Item Open Access The Fantastic Theater of Chinese Art in the Twentieth Century(2022) Tang, Kelly ChinThe literati stereotype of Modern Chinese Art began as a conservative adaption of Chinese nationalist reform during the early twentieth century. Modern stereotypes provided an intuitive, common-sense way of acting and negotiating the complexities of difference. The Fantastic Theater of Chinese Art in the Twentieth Century chronicles an alternate history of Chinese émigrés’ embrace of the stereotypical image of literati culture. That stereotype was a modern form of visibility and recognition of Chinese identity. From China to diverse Western locales—Geneva, London, France, New York, and California—the literati stereotype reconciled the dual undesirable conditions of Westerners’ absent understanding and negative misunderstanding of China. The stereotype was a positive compromise of optics, expectations, and self-presentation.The visual archive of the literati stereotype examines literati scholars and their associations with learning, philosophy, and ink painting.

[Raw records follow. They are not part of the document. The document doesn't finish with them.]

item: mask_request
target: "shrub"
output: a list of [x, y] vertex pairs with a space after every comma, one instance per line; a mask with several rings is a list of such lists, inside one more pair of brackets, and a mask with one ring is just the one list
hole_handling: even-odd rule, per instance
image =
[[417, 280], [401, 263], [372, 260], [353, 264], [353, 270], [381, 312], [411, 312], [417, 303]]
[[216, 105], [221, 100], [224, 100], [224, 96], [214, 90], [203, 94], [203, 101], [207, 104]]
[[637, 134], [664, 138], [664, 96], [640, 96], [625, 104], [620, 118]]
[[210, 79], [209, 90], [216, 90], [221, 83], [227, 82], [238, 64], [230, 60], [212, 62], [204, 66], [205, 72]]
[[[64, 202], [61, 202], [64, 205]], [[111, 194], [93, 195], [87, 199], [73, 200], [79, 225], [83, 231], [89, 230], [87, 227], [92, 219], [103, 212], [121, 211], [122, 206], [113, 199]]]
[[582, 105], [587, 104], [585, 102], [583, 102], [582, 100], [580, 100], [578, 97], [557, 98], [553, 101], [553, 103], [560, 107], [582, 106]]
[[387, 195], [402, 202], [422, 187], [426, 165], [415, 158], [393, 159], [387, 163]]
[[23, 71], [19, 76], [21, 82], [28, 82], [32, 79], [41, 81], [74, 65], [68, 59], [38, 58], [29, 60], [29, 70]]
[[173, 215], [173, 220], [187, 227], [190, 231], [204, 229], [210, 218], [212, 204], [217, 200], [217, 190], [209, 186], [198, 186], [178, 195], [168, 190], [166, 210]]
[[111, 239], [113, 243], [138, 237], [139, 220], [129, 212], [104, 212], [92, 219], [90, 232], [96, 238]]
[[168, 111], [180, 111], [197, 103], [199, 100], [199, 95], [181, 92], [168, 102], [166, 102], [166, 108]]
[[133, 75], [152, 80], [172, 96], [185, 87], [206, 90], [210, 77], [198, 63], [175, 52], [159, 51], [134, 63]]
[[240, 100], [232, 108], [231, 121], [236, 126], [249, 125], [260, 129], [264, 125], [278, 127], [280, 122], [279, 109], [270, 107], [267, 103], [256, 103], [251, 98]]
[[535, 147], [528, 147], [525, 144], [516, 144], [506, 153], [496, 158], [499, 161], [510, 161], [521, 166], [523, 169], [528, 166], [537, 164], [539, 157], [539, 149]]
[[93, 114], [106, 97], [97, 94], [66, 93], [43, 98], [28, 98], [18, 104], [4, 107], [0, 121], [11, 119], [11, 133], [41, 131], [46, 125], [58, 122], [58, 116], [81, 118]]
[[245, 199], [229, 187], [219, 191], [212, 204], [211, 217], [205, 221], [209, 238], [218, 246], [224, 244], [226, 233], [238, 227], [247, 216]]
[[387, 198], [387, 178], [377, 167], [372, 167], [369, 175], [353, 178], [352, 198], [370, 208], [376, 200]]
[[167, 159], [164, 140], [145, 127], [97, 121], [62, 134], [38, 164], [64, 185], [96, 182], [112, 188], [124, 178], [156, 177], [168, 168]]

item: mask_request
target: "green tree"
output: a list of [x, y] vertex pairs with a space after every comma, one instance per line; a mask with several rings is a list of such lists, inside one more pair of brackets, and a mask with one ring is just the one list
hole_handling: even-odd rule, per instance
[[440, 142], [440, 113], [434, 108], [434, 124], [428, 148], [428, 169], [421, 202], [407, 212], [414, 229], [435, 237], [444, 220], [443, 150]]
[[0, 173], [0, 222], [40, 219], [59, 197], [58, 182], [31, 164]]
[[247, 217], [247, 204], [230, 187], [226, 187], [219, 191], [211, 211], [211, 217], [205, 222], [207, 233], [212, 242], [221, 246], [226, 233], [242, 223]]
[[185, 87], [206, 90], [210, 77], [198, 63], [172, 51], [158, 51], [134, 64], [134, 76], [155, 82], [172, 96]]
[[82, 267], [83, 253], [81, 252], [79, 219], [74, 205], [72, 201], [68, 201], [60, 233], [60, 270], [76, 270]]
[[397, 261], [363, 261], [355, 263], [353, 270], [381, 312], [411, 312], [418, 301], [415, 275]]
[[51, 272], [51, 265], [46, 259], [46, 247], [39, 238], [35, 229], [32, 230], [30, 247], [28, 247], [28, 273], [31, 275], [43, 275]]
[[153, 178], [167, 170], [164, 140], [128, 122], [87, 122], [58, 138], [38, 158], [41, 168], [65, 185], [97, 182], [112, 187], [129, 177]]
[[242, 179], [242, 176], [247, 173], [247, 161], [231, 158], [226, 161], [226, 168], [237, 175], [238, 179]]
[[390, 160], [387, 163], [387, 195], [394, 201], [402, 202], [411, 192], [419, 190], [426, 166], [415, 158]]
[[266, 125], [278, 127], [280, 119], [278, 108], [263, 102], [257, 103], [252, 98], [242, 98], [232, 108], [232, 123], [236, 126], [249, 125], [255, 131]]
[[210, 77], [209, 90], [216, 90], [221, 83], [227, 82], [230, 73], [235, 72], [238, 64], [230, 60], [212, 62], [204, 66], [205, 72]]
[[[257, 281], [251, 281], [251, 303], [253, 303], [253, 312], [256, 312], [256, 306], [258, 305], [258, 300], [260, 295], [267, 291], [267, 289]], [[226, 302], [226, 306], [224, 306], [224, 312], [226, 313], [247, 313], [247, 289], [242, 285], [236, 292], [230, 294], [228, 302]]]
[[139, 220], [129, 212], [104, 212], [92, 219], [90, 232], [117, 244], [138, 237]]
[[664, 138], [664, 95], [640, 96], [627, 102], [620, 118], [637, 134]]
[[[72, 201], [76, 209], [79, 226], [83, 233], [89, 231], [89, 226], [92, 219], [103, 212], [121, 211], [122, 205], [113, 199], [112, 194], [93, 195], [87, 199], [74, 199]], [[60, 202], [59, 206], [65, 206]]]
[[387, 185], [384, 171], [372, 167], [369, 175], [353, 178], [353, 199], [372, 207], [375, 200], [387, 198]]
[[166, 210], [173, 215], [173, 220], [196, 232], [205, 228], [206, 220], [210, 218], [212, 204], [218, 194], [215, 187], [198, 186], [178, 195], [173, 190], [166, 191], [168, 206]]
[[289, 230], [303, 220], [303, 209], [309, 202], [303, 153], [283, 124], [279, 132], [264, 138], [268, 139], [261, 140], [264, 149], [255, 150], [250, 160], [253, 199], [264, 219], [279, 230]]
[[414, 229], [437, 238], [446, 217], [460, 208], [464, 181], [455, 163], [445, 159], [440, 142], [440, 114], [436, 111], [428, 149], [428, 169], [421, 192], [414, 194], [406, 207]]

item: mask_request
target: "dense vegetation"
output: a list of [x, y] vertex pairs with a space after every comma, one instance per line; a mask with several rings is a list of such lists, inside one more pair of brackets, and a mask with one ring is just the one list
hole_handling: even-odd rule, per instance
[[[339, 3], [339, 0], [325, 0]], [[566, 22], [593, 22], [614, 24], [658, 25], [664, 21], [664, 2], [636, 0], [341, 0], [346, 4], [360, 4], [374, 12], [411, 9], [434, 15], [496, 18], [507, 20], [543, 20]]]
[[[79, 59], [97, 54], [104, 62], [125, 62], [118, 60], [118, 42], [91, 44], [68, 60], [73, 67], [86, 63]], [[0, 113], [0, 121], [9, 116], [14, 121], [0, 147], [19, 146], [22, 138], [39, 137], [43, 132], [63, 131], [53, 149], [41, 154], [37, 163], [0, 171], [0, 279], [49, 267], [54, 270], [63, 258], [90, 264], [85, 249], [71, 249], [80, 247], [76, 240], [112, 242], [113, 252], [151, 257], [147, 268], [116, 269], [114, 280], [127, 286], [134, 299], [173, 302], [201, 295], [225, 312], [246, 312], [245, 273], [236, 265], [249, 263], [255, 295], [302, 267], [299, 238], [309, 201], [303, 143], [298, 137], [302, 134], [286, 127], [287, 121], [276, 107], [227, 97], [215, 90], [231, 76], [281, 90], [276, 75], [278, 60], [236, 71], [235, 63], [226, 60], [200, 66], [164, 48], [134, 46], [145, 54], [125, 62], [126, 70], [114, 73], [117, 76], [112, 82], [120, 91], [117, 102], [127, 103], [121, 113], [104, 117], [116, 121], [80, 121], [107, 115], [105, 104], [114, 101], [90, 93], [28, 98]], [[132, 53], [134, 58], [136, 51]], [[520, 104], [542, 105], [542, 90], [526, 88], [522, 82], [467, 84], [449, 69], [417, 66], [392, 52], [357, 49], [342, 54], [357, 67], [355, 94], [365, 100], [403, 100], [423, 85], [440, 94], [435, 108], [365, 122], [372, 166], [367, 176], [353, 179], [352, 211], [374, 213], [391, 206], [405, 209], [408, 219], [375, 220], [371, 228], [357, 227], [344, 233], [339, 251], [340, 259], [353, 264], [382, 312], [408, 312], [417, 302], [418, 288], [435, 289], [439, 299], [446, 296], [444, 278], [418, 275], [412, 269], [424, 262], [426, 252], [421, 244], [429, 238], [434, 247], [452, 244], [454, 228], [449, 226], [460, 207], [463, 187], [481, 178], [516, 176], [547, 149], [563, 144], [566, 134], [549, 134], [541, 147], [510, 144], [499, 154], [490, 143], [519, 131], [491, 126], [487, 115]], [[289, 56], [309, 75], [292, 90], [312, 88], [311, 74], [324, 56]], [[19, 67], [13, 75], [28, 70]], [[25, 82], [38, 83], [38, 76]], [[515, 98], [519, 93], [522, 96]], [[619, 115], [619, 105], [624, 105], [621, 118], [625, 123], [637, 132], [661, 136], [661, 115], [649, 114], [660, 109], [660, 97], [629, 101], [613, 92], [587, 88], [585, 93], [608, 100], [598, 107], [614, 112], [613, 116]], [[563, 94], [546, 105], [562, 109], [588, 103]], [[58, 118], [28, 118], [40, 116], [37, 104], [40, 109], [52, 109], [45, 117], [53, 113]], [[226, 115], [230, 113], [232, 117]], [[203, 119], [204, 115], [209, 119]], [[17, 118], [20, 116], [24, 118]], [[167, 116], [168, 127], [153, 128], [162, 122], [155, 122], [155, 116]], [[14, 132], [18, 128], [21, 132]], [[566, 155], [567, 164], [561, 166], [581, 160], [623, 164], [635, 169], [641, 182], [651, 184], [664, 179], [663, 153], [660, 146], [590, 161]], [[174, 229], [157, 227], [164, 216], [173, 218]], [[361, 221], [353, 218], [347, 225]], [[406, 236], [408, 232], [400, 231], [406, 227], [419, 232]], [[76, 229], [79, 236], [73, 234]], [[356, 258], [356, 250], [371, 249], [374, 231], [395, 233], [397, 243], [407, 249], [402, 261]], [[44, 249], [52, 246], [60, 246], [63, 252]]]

Sculpture, books, design, advertising, ceramics, photography, architecture, and personal ephemera allow me to assemble a new approach to the artists Zhang Daqian (1899-1983), Lang Jingshan (1892-1995), Zhang Shuqi (1900-1957), Yu Jingzhi (1900-1980), and Wang Jiyuan (1893-1975), to write a different history of the Bollingen Foundation, the lives of the Chew Family and their China Art Center in Carmel, and Mai-mai Sze, the little-known translator of the Mustard Seed Garden Manual of Painting.